Night when World Cup hopes turned to horror

Football fans were crowded around TV in Heights Bar when loyalist killers stormed in

What was building towards a night of World Cup celebration turned to murderous horror in an instant.

The Republic of Ireland were beating Italy 1-0 in their USA 94 group match in New Jersey and the fans crowded around the TV in the tiny Heights Bar in Loughinisland, Co Down, were longing for the final whistle.

Ray Houghton had scored his famous looping volley and Jack Charlton's team were writing another chapter in World Cup folklore.

The UVF gunmen knew what they were doing.


At the time, nationalists felt more affiliation with the Republic’s football team so the killers were aware the bar was likely to be crowded with Catholics.

In their perverse logic, it was a perfect target for the latest blow in the bloody tit-for-tat sectarian bloodshed of the Troubles.

At about 10.10pm, two men armed with automatic rifles and wearing boiler suits and balaclavas burst through the doors shortly after the second half had kicked off at Giants Stadium, and opened fire.

They sprayed the bar with bullets as the football fans dived for cover.

By the end of killing spree six men had been killed, and five were injured.

One of those murdered was pensioner Barney Green. At 87, he was one of the oldest victims of the Troubles.

The others were Adrian Rogan (34), Malcolm Jenkinson (53), Daniel McCreanor (59), Patrick O'Hare (35), and Eamon Byrne, who was 39.

Within months, loyalist paramilitaries had declared a ceasefire and the Troubles were nearing an end.

Twenty-two years on, the sectarian massacre remains seared in the memory of the village and beyond.

In 2012, the Republic of Ireland played Italy in the group stages of the European Championships in Poland.

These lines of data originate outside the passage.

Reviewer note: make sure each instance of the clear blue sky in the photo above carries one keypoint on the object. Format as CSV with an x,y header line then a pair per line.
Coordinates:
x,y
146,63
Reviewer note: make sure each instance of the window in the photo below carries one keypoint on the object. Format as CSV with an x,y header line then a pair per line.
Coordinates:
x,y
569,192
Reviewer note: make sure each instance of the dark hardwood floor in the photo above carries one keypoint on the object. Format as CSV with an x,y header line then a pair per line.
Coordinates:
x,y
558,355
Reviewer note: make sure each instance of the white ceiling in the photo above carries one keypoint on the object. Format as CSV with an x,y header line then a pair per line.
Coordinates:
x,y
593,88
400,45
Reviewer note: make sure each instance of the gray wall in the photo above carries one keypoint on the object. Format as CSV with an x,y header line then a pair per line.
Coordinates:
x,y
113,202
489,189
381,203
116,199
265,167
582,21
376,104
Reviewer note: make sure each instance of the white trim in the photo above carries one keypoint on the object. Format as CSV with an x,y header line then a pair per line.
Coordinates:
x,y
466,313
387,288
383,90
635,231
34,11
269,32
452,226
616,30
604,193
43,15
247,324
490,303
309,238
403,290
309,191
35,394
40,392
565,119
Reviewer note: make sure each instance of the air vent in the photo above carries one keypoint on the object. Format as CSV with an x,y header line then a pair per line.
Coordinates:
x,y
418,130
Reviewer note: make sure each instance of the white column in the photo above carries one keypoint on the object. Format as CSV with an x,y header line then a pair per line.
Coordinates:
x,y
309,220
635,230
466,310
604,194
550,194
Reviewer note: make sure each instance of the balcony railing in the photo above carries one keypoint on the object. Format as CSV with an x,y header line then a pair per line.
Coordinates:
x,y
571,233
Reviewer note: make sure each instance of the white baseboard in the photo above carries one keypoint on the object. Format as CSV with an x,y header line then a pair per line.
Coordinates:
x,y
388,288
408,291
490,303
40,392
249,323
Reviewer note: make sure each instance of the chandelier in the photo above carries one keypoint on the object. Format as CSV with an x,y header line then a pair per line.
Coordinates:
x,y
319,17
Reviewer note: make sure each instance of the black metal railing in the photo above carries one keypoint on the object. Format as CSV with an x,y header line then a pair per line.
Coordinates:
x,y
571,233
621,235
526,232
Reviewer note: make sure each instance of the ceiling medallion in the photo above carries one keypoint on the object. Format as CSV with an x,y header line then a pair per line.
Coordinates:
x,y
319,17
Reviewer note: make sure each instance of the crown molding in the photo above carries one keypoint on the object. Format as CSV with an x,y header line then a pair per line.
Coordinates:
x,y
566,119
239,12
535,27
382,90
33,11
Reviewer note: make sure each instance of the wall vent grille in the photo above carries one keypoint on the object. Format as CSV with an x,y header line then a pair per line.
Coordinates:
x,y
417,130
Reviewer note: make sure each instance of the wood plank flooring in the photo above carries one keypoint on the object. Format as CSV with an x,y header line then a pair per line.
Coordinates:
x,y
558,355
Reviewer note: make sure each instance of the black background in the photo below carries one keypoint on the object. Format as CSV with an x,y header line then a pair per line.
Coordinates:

By coincidence the encounter fell on the same day as their historic encounter in 1994.

The Irish players took to the field wearing black armbands, a visible sign that the victims of Loughinisland would not be forgotten.

"I think it's only right that we do wear the armbands out of respect for everyone's families," said Ireland striker Robbie Keane. "To let them know as a team, and as a nation, we're thinking of the families."